Ammenmärchen entlarvt: „Fingering = Sockenwolle“ – leider falsch!
Immer wieder begegnet man dem Satz: „Dieser Strang ist Fingering, also automatisch Sockenwolle.“ Leider stimmt das so nicht – und wer schon einmal versucht hat, aus einem normalen Fingering-Strang langlebige Alltagssocken zu stricken, weiß: Das kann schnell zum Albtraum werden.
Warum Fingering nicht gleich Sockenwolle ist
Fingering beschreibt in erster Linie die Garnstärke – also den Durchmesser des Garns. Typischerweise liegt ein Fingering-Strang bei etwa 400 m auf 100 g. Dass diese Lauflänge auch bei sogenannten „Socks“ oder „Sock“-Garnen auftaucht, führt zu dem Missverständnis, dass jeder Strang mit dieser Stärke automatisch für Socken geeignet ist.

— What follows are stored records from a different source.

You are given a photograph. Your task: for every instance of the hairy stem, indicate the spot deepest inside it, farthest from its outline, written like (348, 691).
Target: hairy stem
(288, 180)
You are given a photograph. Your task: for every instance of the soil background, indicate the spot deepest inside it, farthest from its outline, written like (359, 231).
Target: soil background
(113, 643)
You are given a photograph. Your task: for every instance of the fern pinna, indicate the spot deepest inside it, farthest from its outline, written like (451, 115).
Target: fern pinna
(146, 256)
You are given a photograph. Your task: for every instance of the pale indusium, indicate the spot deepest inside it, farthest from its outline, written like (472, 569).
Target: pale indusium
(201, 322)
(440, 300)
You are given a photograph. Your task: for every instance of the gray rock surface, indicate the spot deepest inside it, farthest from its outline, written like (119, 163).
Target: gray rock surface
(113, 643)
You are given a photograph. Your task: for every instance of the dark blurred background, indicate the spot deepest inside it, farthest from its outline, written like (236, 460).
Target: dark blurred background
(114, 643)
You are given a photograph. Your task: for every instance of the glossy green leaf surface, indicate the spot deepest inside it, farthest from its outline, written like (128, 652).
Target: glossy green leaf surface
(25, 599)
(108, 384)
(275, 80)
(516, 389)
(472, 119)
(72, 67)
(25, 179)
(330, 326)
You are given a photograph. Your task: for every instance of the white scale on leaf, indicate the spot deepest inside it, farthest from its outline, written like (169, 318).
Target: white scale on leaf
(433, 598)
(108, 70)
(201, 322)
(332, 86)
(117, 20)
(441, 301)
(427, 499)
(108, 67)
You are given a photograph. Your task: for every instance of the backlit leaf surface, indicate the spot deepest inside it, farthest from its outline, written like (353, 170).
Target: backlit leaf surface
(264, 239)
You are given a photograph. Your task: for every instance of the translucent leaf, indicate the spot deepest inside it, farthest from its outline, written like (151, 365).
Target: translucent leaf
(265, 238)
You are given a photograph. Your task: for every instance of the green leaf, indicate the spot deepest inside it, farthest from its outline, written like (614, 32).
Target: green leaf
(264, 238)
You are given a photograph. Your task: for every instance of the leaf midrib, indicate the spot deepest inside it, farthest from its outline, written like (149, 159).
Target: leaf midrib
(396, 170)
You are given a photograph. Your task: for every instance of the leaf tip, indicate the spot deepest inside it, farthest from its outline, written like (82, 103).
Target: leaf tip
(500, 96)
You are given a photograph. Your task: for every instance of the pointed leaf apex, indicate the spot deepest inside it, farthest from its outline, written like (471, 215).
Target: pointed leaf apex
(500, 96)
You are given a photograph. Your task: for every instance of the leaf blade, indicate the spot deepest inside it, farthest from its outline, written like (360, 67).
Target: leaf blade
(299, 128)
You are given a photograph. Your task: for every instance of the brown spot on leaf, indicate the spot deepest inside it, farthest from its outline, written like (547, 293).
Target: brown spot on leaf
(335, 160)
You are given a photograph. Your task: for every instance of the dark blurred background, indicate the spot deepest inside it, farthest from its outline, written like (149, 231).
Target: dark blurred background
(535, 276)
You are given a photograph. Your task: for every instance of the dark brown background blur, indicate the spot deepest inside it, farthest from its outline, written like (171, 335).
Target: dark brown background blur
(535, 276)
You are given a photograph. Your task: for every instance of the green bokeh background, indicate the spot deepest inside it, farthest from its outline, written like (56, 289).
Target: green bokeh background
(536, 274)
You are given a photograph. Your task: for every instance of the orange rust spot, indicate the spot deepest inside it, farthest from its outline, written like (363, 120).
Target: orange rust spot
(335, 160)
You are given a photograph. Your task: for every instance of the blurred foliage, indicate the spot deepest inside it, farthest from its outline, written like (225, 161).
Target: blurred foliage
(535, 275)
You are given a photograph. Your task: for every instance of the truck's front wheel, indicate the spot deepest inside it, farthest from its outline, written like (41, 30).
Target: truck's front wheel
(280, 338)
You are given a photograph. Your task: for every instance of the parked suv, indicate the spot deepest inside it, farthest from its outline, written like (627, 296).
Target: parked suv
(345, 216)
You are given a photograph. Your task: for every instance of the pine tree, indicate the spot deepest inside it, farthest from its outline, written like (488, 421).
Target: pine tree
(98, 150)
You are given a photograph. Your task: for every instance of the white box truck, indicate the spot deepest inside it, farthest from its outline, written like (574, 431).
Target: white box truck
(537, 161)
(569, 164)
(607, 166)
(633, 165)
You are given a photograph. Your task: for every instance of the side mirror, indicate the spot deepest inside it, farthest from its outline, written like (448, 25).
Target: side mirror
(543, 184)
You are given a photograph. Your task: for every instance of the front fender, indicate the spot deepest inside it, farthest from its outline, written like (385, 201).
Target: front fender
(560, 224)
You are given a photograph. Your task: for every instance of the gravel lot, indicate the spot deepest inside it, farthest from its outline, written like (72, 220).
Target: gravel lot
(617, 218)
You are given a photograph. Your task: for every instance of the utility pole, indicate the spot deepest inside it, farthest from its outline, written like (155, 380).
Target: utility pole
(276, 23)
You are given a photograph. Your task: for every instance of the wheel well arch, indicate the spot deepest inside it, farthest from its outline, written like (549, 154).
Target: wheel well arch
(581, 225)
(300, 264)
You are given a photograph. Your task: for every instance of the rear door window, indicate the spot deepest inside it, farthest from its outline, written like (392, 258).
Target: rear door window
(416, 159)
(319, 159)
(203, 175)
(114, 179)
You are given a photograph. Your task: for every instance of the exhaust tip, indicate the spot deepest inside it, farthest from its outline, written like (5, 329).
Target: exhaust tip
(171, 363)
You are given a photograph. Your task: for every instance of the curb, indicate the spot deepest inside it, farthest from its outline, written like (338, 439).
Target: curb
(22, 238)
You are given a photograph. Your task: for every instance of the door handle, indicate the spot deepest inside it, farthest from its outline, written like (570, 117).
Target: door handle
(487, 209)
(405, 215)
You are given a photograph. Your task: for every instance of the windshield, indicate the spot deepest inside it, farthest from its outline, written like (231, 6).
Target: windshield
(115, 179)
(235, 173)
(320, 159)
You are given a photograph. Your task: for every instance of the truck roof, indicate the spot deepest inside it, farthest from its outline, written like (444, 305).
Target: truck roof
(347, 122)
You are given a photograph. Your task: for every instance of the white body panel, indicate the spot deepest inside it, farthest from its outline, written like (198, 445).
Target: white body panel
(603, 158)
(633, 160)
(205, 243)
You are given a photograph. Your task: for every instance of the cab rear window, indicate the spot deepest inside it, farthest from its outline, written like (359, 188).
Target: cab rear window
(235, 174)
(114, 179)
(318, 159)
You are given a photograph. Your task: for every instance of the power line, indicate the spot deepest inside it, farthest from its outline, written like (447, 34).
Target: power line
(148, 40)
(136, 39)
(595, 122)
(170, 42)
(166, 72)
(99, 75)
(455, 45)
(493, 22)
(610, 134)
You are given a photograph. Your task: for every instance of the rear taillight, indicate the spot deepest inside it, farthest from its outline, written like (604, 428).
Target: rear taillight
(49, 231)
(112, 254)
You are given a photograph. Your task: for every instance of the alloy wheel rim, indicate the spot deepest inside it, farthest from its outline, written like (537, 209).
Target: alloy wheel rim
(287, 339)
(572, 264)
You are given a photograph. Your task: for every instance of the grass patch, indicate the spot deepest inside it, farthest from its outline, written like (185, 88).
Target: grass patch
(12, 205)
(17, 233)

Doch hier kommt der entscheidende Unterschied: Sockenwolle ist auf Langlebigkeit und Strapazierfähigkeit im Alltag ausgelegt. Sie muss dem ständigen Reiben im Schuh standhalten, ohne dass Löcher entstehen oder sich das Garn zu schnell abnutzt.
Was Sockenwolle ausmacht
Eine echte Sockenwolle hat meist mindestens einen Anteil strapazierfähiges Material wie Nylon oder Polyamid. Alternativ gibt es High-Twist-Garne, die mechanisch so gezwirnt sind, dass sie deutlich stabiler werden.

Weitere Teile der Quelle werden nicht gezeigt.